His 2000 Indy 500 win is better detailed by Motorsport Retro, who recently published a good piece about it. It's a seedy story full of politics, because IndyCar at the time was in the middle of the long war between Tony George and the CART barons. The end result was, even though he was a 500 winner: “My face is not on the trophy. That won’t change.”

What a shame.

His Monaco win in 2003 was a happier story, but a much harder fight. Late in the race Kimi Räikkönen and Michael Schumacher had caught up and were stuck behind his Williams in a long snake the journos cutely named "Monty's Python". The reason why was less funny - his engine was on the verge of exploding.
Then in the last six laps Juan Pablo was on the radio saying, "There’s no fucking power, no fucking power." They said, "Yeah, we know.
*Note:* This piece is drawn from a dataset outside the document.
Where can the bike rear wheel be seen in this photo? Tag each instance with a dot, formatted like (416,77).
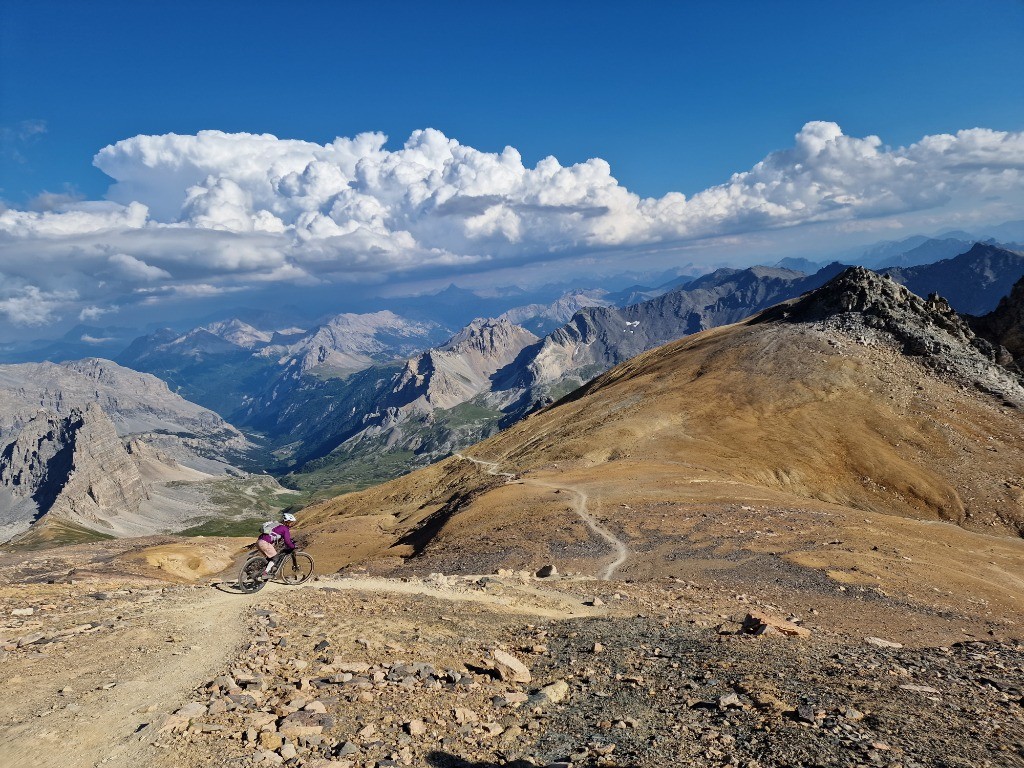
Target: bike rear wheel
(296,568)
(250,578)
We’ve got some temperature problems; we’re decreasing the revs." A few laps later Montoya is under enormous pressure: Kimi Räikkönen is all over him. Juan Pablo says, "If you don’t give me some more fucking revs, I’m going to stick it in the fucking wall." This was typical Juan Pablo. He meant it: he was driving the wheels off that car. So they agreed that they would give him a burst of power through the tunnel to protect him down to the chicane. Meanwhile the temperatures are still climbing and everyone is sweating in the pits. This thing is about to let go at any point. But somehow everything held together and we won the race.

The car arrived in parc fermé and there were puddles of water under it. Everyone in Williams knew it was the same problem that had happened at the previous race. There was a realisation within the team that we were within an ace of throwing away a win at Monaco. – Jim Wright, Williams: In Their Own Words
There's progress there, in a way. Monaco doesn't put much airflow over the radiators so it's a hot race for engines, and the BMW engine that year cranked out about 670 kW, plus or minus. The dinky little V8's last year weren't an awful lot further behind, but had no reliability problems whatsoever. Amazing what a decade of R&D can do. So let's not rib Renault too much for their overheating problems, they'll be back - and they'll be bringing Daniel Ricciardo with them.